Mistake 169- I visited Toronto, Canada many years ago. I only had a few days. I added a two day trip to Montreal. I reserved a train to Montreal and the return train would give me plenty of time for my afternoon flight from Toronto.
I went out my last night in Montreal and met two gay guys. They ended up taking me all around the gay section of the city to many gay bars. I think we ended up at a club called Pure. I have a lot of photos of me double fisting Heinekens that night. I got very drunk. I remember the two gay guys giving me a ride in a taxi back to my hotel and making sure I got to my room.
The next morning I woke up at 9:30am hungover. My train was at 10am. I freaked out and started to pack my bags. I realized I would miss my train. I still rushed all the way to the train station. I had a splitting headache and chugged Diet Cokes with Advil the taxi ride to the station.
The cost to change my train was no problem. But the next train wouldn’t get me into Toronto until later in the afternoon. I would miss my flight. I had to call Expedia or whatever travel website I used back then. They could change my flight but it would cost me $150. I remember laughing (was I still drunk?) and said “wow this is an expensive hangover!” Also, the next flight wouldn’t be until the next morning. I had to work that same evening I would arrive home. I managed to stay with a friend in Toronto to avoid a hotel bill. Then I got home with enough time for a nap before working that night. Such a mess for one night of drinking.
It does seem easier. But there are still times I wish I could drink.
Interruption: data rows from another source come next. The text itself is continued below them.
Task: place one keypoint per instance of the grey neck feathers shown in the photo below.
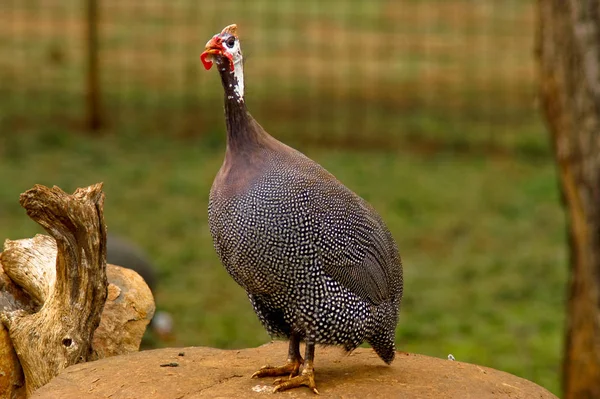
(243, 133)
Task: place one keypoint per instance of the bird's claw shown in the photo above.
(291, 368)
(307, 378)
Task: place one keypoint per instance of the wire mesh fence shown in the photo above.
(364, 73)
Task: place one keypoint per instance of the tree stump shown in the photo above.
(175, 373)
(53, 293)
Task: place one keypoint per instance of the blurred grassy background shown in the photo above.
(425, 108)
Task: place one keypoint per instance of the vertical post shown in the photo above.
(93, 111)
(569, 65)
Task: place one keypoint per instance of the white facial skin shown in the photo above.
(232, 49)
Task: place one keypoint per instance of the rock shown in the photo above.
(128, 309)
(211, 373)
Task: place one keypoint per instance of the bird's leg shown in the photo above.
(291, 368)
(306, 378)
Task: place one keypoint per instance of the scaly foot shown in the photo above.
(307, 379)
(291, 369)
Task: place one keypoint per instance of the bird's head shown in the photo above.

I wish I was capable of moderating.I wish I was “normal”.
Then again, I do feel happier. When I think of how long I battled depression, it almost feels the alcohol was the main source of it. It was keeping me numb and I suffered so many regrets due to my drinking. I have not found all the answers to life with my short 5 months of sobriety, but I am finding self-love.
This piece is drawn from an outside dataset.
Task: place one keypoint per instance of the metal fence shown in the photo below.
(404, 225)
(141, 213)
Two years ago, I traveled a lot around Asia. I rememeber I told a friend I wanted to get a tattoo that said “love” or “love myself” or something similar. I wanted to get it in Sanskrit or Thai or another languages from a country I enjoyed. My friend asked me why I wanted a tattoo like that. I replied “as a reminder to love myself. ” She told me I shouldn’t need a tattoo for that.
She was right. I never got the tattoo because I couldn’t figure out a correct translation. It did get an “om”, which is a Hindu symbol, but I got it as a reminder to balance out my life. I did not realize how alcohol was keeping my life so lopsided. It made so much else heavy with guilt and pain. I wasted so much time recovering. I kept putting off returning to school. I spent so much money on my habit. Now I am learning to balance work, school, finances, travel, and personal life all while staying sober. I am honestly feeling such an improvement in all areas of my life.
5 months does not seem all the exciting but it does seem surreal. I never imagine I would not drink alcohol for this long. Again, no huge treats planned. I got a lot of work to do for my class. It feels great knowing I have a sober brain to do all of it.
Mistake 150- It does not seem like a huge mistake, but it was something I regretted and time I will never get back.
My friend and I were traveling in Goa. We were staying with a friend. He and I stayed up late making sangria from two bottles of very cheap Indian wine. We both had the worst headaches when we tried to get up the next day. Our friend who lived there kept putting pitchers of water in between our beds all day. We slept all day. We would wake up just to take ibuprofen, drink water, and maybe go to the bathroom. We wasted a whole day that could have been spent at the gorgeous beaches or visiting a fort of a tourist site. We were too hungover.
I still partied a lot the rest of our stay. My friend did not. I think that was when our travel friendship started to break down and ended a few weeks later.